In the news

MASSPIRG Education Fund
Boston Business Journal
Matthew L. Brown

Two of the region’s biggest banks are near the top of a list of the most complained-about banks in the country.

The list, compiled in a report by the MassPIRG Education Fund using data from the Consumer Financial Protection Bureau’s consumer complaint database, shows Sovereign Bank and RBS Citizens among the five banks to receive the most consumer complaints relative to deposits between when the CFPB started the database early last year and mid-July.

Boston-based Sovereign, with 9.1 complaints per $1 billion in deposits, was the second only to South Dakota-based TCF National Bank, which got 24.9 complaints per $1 billion in deposits.

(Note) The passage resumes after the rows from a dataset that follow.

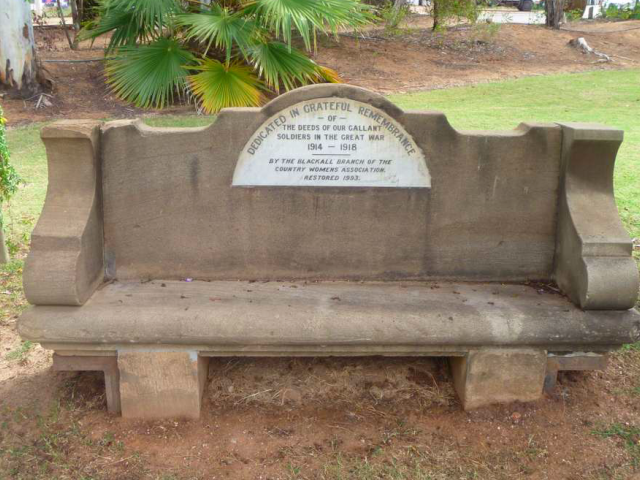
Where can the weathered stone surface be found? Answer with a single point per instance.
(594, 265)
(65, 264)
(489, 376)
(129, 204)
(171, 211)
(161, 384)
(245, 318)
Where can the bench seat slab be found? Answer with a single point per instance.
(283, 318)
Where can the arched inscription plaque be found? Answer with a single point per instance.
(331, 142)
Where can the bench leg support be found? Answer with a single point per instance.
(501, 375)
(161, 384)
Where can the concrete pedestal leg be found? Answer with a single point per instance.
(499, 375)
(161, 384)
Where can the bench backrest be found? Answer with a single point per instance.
(258, 195)
(170, 210)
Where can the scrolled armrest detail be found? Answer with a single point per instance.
(65, 264)
(594, 264)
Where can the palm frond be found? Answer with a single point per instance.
(307, 16)
(219, 27)
(130, 21)
(219, 86)
(150, 75)
(281, 66)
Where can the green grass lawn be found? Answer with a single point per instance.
(609, 97)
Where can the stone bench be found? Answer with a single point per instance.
(328, 223)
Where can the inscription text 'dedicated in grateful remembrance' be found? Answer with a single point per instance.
(332, 142)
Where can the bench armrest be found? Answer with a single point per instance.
(594, 265)
(65, 264)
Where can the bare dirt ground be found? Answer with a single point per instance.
(325, 418)
(415, 59)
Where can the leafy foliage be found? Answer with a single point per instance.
(221, 85)
(9, 178)
(148, 75)
(232, 51)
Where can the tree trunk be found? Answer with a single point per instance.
(4, 253)
(554, 10)
(18, 66)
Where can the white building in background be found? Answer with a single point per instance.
(38, 6)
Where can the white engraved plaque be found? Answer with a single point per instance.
(331, 142)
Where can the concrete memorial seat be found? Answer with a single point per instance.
(328, 222)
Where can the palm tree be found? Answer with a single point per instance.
(222, 53)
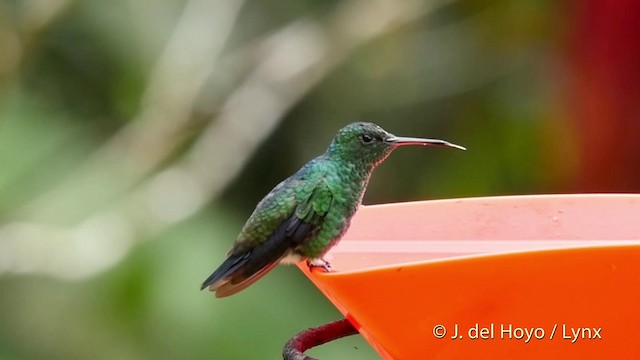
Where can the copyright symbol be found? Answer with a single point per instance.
(439, 331)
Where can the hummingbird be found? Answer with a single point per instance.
(306, 214)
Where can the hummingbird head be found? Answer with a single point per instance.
(369, 144)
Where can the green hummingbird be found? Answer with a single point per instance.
(306, 214)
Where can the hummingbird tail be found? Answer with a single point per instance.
(239, 271)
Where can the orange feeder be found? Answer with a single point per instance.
(492, 278)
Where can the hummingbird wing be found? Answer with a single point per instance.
(291, 213)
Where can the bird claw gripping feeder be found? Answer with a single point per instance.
(500, 277)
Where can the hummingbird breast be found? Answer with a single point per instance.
(347, 184)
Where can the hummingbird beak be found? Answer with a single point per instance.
(400, 141)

Citizens, which is headquartered in Providence, R.I., got about six complaints per $1 billion in deposits, fourth most in the country, according to the report, entitled “Big Banks, Big Complaints.”

In sheer numbers, the biggest banks in the country dominate the list. Customers filed the most complaints, 3,453, about Wells Fargo, 3,135 about Bank of America and 2,032 about JPMorgan Chase.

The local players make that list, too. With 622 complaints, Citizens was the eighth most complained-about bank in the country, and Sovereign with 442 complaints was 12th.

Most of the time, consumers complain about their mortgages, their checking accounts or credit cards. The complaints tend to be about opening, closing or managing accounts, making deposits or withdrawals and being low on funds.

Customers in Massachusetts sent the CFPB 631 complaints, or about 3.3 complaints per $1 billion in deposits.

Deirdre Cummings, MASSPIRG’s consumer programs director, said bank customers were so used to their complaints “falling on deaf ears” that many stopped complaining altogether. The complaints received by the CFPB “are just the tip of the iceberg.”

Cummings isn’t laughing maniacally about sticking it to the big banks, though. She’s encouraged by the fact that 95 percent of the complaints received by the CFPB have been resolved, a quarter of them with some form of cash payment to the customer.

“It’s creating an incentive for banks to want to be nowhere on that list,” she said.